Dès lors, une question fondamentale se pose : comment un État, qui a joué un rôle central dans la création de cet effondrement, peut-il aujourd’hui se présenter comme neutre, alors que banques et déposants sont sommés d’en assumer seuls le coût ?
L’article 9 du projet de loi constitue une illustration flagrante de cette logique. Rédigé de manière volontairement floue, il ne précise aucune contribution de l’État au remboursement des dépôts, et ne traite pas clairement de la recapitalisation de la Banque du Liban, alors même que l’article 113 du Code de la monnaie et du crédit oblige explicitement l’État à couvrir les pertes de la banque centrale. Ce flou soulève de sérieuses interrogations quant à une volonté délibérée d’imposer de nouveaux faits accomplis par voie législative.

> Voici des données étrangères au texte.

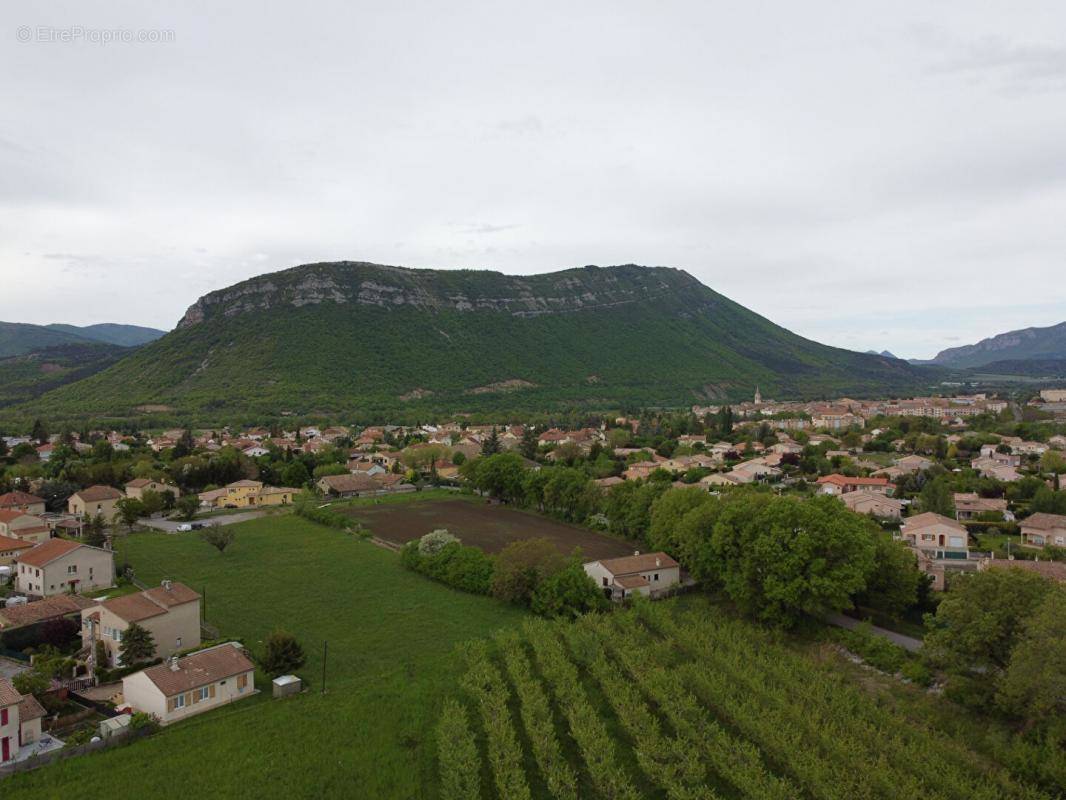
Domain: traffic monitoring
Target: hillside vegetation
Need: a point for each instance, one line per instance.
(335, 337)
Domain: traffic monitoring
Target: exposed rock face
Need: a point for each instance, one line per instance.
(459, 290)
(1030, 342)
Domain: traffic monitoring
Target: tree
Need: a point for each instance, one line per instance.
(780, 558)
(136, 645)
(528, 446)
(567, 594)
(938, 497)
(295, 474)
(981, 620)
(187, 506)
(152, 501)
(281, 655)
(491, 445)
(520, 568)
(1034, 685)
(892, 585)
(38, 433)
(219, 537)
(128, 510)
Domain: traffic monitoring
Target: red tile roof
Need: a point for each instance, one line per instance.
(60, 605)
(642, 562)
(95, 494)
(199, 669)
(48, 552)
(18, 498)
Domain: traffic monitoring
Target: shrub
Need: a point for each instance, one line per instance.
(435, 541)
(283, 654)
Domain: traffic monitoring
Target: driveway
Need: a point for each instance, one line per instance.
(171, 526)
(10, 668)
(907, 642)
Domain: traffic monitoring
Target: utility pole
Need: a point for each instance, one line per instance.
(325, 650)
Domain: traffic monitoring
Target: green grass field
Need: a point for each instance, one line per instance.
(390, 633)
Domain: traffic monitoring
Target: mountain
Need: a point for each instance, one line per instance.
(364, 338)
(17, 338)
(29, 376)
(1024, 345)
(127, 336)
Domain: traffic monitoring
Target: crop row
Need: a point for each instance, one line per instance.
(597, 748)
(485, 684)
(535, 710)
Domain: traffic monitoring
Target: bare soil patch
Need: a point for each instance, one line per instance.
(488, 526)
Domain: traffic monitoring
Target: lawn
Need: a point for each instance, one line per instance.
(390, 636)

Concernant les dépôts, le projet révèle une approche choquante qui conduira à des pertes massives pour les déposants. Il prévoit la radiation d’environ 35 milliards de dollars de leurs fonds, incluant les intérêts et les dépôts convertis de la livre libanaise au dollar au taux de 1 500 LBP, classés comme « transactions irrégulières». Le remboursement serait limité à 100 000 dollars par déposant, calculé sur l’ensemble de ses dépôts dans tout le secteur bancaire et non par établissement, étalé sur quatre ans. Le solde sera ensuite transformé en obligations émises par la Banque du Liban, arrivant à échéance dans 10, 15 ou 20 ans.
À la lumière de ces éléments, une question se pose: où sont les 85 % censés être restitués ? Et sur quelle base financière ou juridique peut-on qualifier ce mécanisme de «protection des déposants», alors qu’il repose en réalité sur des annulations, des remboursements forcés échelonnés et un gel de long terme sans garanties effectives?
Plus grave encore, le projet fait assumer l’intégralité des pertes aux banques, ce qui signifie concrètement leur faillite, l’anéantissement de leurs fonds propres et, par conséquent, leur incapacité à restituer les dépôts. Elles se retrouveraient réduites à des squelettes financiers, ne disposant plus que de leurs maigres liquidités et de leurs avoirs gelés auprès de la Banque du Liban. Pendant ce temps, l’État se cantonne au rôle de spectateur, et la Banque du Liban se contente d’émettre des obligations à très long terme, comme si la crise n’avait jamais été le produit de choix publics et de décisions souveraines.
Partant, le projet de loi sur l’écart financier ne traite pas la crise: il la reproduit sous une forme législative, ouvrant une nouvelle phase de confrontation avec les déposants, fondée sur le principe de faire supporter au maillon faible le coût de l’effondrement, tout en exonérant l’État de toute responsabilité financière ou juridique.
Dès lors, le report de l’adoption de ce projet devient une nécessité urgente, afin de permettre des négociations transparentes et constructives entre toutes les parties, plaçant la restitution des dépôts au cœur des priorités, et contraignant l’État et la Banque du Liban à assumer une part essentielle des pertes; et ce, dans le cadre d’un plan de redressement global qui restaure la confiance et évite la destruction de ce qui subsiste du secteur bancaire.
Dans sa forme actuelle, l’issue est inévitable: un État défaillant qui n’aura payé aucun coût effectif, une banque centrale conservant des actifs estimés à près de 60 milliards de dollars, dont l’or, un secteur bancaire en faillite, et, avec lui, la disparition des dépôts des Libanais, refermant ainsi toute perspective de véritable reprise économique.